Nous ne pouvons tout simplement pas avoir un environnement inflationniste dans lequel le taux d’inflation d’une année sur l’autre a atteint 11 % (en avril 2022) et pourtant, notre taux repo clé se situe à 2,25 %. Cela élargit les taux d’intérêt réels négatifs à Maurice à 8,75 % pour une croissance nominale de la valeur ajoutée brute qui ne devrait pas dépasser 5 % en 2022 (contre 4 % en 2021).

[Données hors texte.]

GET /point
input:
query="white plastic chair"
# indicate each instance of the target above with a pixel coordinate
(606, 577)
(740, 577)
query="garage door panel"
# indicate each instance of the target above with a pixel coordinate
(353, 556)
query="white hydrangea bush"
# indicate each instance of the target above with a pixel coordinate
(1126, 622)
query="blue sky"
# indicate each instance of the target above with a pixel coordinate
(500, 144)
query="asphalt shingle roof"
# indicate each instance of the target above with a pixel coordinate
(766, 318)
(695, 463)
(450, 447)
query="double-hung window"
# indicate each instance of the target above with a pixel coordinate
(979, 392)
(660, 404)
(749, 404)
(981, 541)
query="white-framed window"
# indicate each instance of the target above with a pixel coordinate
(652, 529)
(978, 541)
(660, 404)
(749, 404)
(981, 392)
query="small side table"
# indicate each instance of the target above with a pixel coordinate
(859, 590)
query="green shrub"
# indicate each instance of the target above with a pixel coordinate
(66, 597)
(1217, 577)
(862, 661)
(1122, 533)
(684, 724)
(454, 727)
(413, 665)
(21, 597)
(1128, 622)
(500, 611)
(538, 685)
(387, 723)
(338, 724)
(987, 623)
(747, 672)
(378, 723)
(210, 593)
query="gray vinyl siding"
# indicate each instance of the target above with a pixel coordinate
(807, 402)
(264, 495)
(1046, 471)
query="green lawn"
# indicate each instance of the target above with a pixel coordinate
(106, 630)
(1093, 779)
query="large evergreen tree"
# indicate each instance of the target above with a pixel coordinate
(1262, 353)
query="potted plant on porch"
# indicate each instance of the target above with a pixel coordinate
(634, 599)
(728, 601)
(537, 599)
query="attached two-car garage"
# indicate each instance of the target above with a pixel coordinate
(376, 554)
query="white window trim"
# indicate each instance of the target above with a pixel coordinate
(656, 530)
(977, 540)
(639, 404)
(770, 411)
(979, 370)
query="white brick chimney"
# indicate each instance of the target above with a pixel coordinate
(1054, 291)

Il n’est pas étonnant qu’à côté d’un budget inflationniste/social et de la léthargie de la politique monétaire, le marché boursier domestique reste un vendeur net (par les étrangers) et que, malgré sa robustesse depuis le début de l’année, il s’affaiblit désormais.
Doublure argentée
Ceteris paribus, notre scénario de base est que ces niveaux de prix hautement insoutenables dans l’économie mondiale s’affaiblissent d’ici à 2023 à mesure que la demande mondiale s’affaiblit, que la normalisation des chaînes d’approvisionnement mondiales perturbées crée une surabondance d’achats, et qu’avec une baisse de la demande et de la consommation globales mondiales, les économies commencent à s’affaiblir en une trajectoire récessionniste, ouvrant la voie à des prix de fret internationaux beaucoup plus bas et plus faibles.
Ainsi, si l’OPEP+ augmente également la production quotidienne de brut, nous pouvons raisonnablement nous attendre que les prix s’apaisent l’année prochaine (aidé aussi par l’effet de base mathématique plus élevé de 2022). Par conséquent, nous restons positivement et raisonnablement convaincus qu’un certain apaisement peut être attendu au cours des 12 à 18 prochains mois.
Cependant, cette historiquement étrange léthargie monétaire aura appauvri le peuple mauricien, et il faudrait sans doute des décennies et des générations pour inverser cette expérience d’appauvrissement sous-jacent de la masse de la population. Techniquement cela aurait pu, aurait dû, être contenu.